During very heavy read/write io if we force a disk to fail requests
continue to be submitted until the controllers queue is full.
Ultimately, the requests are timed out by the controller. When this
happens we see filesystem corruption. Sometimes it's the file data,
other times it's filesystem metadata that has been timed out and
failed. Either way its obviously undesirable behavior.
It looks like the OS/filesystem (ext2/3 and reiserfs) does not
wait for for a successful completion. Is this assumption correct?


It depends. Obviously if you disconnect your hard drive, the writes
will fail with a time-out. But they fail after a number of retries
(it depends upon the type of disk and its driver). So, if you
"force" a timeout by disconnecting a drive, you don't have
the same situtation as a normally failed write.

Disk/file writes go like this (assuming no sync() or fsync()).

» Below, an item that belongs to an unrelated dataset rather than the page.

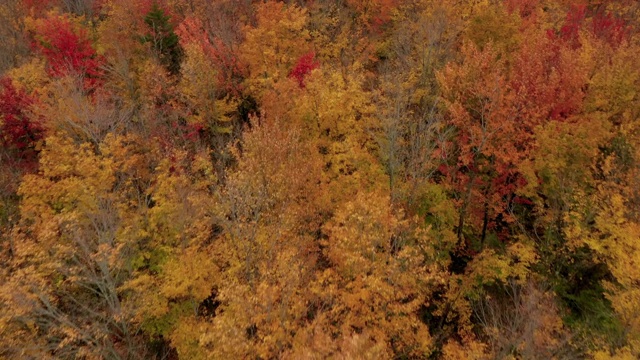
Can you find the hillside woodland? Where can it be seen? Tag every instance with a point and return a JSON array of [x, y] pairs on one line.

(1) File data gets flushed to a queue.
(2) When the queue gets nearly full, based upon a LRU mechanism,
data are written to the disk.
(3) If the disk-write fails, the driver retries the write.
(4) If the write continues to fail, i.e., timeout, no disk, etc.
the kernel gives up and does not hang forever. If you have
disconnected the drive, you won't have any syslog writes to
the device so your next boot won't show the event. It looks
as though it was ignored.

You can observe the behavior by mounting a floppy disk and
then removing it while it is being written. There are many
attempts to write to the device and then that write is discarded.